Moore's law is an observation about how fast technology is developing, not an incontrovertible law of physics. It will not hold forever, because eventually we will run up against physical limits preventing us from cramming more computing power into a given region.
In particular, it is impossible for a given amount of matter to perfectly simulate more matter than itself. If it were possible -- if you could e.g. use a ten kilogram computer to simulate twenty kilograms of matter -- then your ten kilogram computer could simulate two of itself, doubling its storage. Further, each of those computers could then simulate two more, and so forth, leading to an obvious contradiction (infinite storage requires infinite entropy, which has been proved impossible). Note that this argument holds even if the simulation is slower than real time; no matter how long it takes to simulate, you can't store more memory than you had to start with.

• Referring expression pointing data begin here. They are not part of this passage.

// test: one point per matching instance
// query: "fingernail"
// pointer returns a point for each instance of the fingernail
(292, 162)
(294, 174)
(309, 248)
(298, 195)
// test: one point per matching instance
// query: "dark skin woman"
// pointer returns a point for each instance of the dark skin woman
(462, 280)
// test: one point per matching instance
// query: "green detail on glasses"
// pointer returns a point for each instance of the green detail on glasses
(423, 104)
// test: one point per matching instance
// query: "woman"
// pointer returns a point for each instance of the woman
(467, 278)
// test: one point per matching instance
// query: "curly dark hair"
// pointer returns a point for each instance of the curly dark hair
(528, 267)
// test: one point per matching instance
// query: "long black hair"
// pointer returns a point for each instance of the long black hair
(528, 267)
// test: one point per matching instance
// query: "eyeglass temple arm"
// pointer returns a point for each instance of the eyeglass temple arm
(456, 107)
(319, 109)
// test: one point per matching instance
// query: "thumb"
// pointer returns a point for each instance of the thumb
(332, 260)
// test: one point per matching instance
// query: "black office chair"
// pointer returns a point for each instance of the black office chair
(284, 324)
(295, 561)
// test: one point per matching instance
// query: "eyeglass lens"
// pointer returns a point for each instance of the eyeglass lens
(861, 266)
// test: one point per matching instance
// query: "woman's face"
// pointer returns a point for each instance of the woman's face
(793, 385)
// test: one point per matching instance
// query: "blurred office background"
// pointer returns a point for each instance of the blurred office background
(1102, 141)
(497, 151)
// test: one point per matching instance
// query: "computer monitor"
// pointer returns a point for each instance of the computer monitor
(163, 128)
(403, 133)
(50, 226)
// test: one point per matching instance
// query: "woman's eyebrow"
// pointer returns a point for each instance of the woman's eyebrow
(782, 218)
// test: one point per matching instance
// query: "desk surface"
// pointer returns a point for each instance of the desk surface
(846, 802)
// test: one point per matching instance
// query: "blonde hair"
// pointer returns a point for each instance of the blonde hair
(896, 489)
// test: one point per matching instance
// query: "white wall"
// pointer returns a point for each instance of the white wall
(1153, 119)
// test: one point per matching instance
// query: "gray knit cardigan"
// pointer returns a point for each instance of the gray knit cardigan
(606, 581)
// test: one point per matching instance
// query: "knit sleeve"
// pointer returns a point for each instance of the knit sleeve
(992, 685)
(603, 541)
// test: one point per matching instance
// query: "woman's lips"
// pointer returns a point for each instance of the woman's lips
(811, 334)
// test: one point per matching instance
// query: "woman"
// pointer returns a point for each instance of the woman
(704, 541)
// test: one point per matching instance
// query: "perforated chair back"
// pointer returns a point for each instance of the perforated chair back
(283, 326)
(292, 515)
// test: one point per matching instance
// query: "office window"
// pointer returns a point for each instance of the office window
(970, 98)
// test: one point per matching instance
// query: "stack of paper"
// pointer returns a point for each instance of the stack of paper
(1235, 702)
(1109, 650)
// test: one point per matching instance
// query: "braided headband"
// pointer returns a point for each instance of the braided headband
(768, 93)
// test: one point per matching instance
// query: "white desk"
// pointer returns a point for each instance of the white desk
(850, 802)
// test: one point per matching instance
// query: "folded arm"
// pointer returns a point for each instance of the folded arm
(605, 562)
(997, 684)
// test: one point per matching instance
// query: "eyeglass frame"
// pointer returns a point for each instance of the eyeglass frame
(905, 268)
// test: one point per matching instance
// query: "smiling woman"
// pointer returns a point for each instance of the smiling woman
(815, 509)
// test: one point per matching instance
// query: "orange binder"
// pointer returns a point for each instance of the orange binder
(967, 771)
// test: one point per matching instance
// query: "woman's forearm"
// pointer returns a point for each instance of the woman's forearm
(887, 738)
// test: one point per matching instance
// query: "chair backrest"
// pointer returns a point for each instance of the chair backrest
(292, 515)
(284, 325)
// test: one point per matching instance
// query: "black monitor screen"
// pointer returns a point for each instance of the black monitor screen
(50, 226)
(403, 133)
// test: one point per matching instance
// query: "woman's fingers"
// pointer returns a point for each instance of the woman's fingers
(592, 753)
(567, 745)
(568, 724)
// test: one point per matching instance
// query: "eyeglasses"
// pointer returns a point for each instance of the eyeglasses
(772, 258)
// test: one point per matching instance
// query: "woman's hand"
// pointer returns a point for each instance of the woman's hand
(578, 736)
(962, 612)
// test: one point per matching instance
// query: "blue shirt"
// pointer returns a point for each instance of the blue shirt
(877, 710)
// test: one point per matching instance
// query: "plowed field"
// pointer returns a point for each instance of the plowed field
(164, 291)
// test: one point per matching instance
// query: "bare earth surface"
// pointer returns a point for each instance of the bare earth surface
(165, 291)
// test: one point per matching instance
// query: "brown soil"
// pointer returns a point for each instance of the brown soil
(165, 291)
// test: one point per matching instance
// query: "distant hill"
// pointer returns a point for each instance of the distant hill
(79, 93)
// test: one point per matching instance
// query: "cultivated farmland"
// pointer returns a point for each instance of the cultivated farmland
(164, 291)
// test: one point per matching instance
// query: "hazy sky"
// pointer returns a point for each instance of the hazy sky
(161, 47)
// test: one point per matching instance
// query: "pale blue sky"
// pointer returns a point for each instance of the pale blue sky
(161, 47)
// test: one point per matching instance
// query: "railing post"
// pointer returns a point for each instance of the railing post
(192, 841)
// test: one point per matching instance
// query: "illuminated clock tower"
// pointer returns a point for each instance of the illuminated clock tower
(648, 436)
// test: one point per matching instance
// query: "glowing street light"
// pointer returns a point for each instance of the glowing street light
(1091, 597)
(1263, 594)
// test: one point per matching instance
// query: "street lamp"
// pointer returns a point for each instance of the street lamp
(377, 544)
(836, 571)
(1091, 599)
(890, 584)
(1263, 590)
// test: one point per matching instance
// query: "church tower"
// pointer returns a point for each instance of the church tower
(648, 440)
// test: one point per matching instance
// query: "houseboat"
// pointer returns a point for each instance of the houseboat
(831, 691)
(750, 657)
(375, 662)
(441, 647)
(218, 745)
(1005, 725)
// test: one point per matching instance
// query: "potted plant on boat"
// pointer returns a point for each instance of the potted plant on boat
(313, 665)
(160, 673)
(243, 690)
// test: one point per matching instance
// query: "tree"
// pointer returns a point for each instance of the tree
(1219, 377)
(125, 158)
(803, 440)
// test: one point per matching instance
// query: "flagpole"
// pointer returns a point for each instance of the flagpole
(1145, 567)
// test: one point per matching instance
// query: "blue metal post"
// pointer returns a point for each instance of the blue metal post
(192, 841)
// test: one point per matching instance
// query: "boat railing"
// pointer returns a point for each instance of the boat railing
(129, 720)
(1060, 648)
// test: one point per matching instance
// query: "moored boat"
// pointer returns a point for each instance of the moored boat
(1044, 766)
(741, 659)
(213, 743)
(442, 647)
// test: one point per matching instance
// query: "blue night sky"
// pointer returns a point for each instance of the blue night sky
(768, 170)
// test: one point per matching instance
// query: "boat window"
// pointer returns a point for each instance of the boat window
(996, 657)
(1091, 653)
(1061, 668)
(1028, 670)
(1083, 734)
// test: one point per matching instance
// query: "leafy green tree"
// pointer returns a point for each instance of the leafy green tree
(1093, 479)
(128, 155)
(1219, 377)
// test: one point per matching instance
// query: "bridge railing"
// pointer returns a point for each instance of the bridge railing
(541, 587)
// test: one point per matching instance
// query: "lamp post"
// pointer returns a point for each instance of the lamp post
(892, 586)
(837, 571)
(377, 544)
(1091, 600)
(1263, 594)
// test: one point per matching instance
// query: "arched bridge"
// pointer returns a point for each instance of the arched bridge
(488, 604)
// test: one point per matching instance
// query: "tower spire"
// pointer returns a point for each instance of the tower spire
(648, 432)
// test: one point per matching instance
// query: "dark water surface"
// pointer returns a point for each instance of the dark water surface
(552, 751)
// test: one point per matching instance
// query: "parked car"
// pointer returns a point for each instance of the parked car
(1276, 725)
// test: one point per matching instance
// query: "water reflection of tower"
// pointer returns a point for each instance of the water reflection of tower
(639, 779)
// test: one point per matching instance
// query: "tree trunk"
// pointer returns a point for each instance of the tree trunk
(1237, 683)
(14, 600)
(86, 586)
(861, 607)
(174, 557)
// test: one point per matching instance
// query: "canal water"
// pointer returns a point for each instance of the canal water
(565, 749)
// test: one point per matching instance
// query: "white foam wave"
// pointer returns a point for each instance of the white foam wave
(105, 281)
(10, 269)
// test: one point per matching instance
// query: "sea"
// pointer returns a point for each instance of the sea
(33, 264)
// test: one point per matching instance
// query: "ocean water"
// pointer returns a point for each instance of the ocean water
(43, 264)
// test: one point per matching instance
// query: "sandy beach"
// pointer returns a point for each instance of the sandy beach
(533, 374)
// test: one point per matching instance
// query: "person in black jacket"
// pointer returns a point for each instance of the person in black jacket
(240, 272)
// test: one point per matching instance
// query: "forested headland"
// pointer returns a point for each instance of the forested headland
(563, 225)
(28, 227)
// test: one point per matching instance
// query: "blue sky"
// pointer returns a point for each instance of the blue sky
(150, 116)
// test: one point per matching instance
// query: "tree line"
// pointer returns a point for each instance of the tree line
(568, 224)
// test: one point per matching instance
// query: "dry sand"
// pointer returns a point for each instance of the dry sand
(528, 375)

Now, of course this all hinges on the word "perfectly". There's no reason a computer can't simulate large amounts of matter with less-than-perfect fidelity, which is something that we do all the time. But given that we can build working computers, nuclear reactors, particle accelerators, and all that, let alone the vastly-more-complicated processes going on in each and every cell in your body, we are clearly not living in some cut-rate simulation which is hand-waving the laws of physics. We don't know how to model all of this stuff in a computer, but given that it takes supercomputers to simulate hydrogen atoms accurately, and we can't even solve the equations by the time we get to helium, it seems safe to assume that no matter how sophisticated our technology becomes, it will always require a couple orders of magnitude more matter than what you're trying to simulate (if you doubt this, consider a practical example of a computer trying to simulate itself. Can you really picture a computer with 4GB of memory accurately simulating the behavior of 4GB of RAM at the subatomic level? It can't even emulate a different computer with 4GB of memory, let alone simulate it at the subatomic level). So, we're talking about a computer which is, at an absolute minimum, a couple of orders of magnitude bigger than the entire universe.
(For completeness, I will point out two possible "outs" for this problem: First, it's possible that there's some trickiness going on, and "the entire universe" isn't actually modeled. Maybe only a small portion of the universe is modeled accurately, and everything else is an easy low-grade simulation used to trick us. That's certainly possible, but it's also unfalsifiable, so I'm not sure it's worth seriously debating. Second, this assumes that the simulator and the simulation are operating under the same laws of physics. If the "real world" which is simulating our world has different laws of physics, which allow for vastly more powerful computers than anything we could possible hope to build using our cheap low-grade physics, this scenario wouldn't be as ridiculous. And, really, quantum mechanics is so weird that "it was outsourced to the lowest bidder" may actually be a decent explanation for it.)
Regardless, though, I don't understand how the "it is much more likely that we exist in a simulated universe" idea is getting serious traction. No, it's not impossible, but "likely" is a hell of a stretch.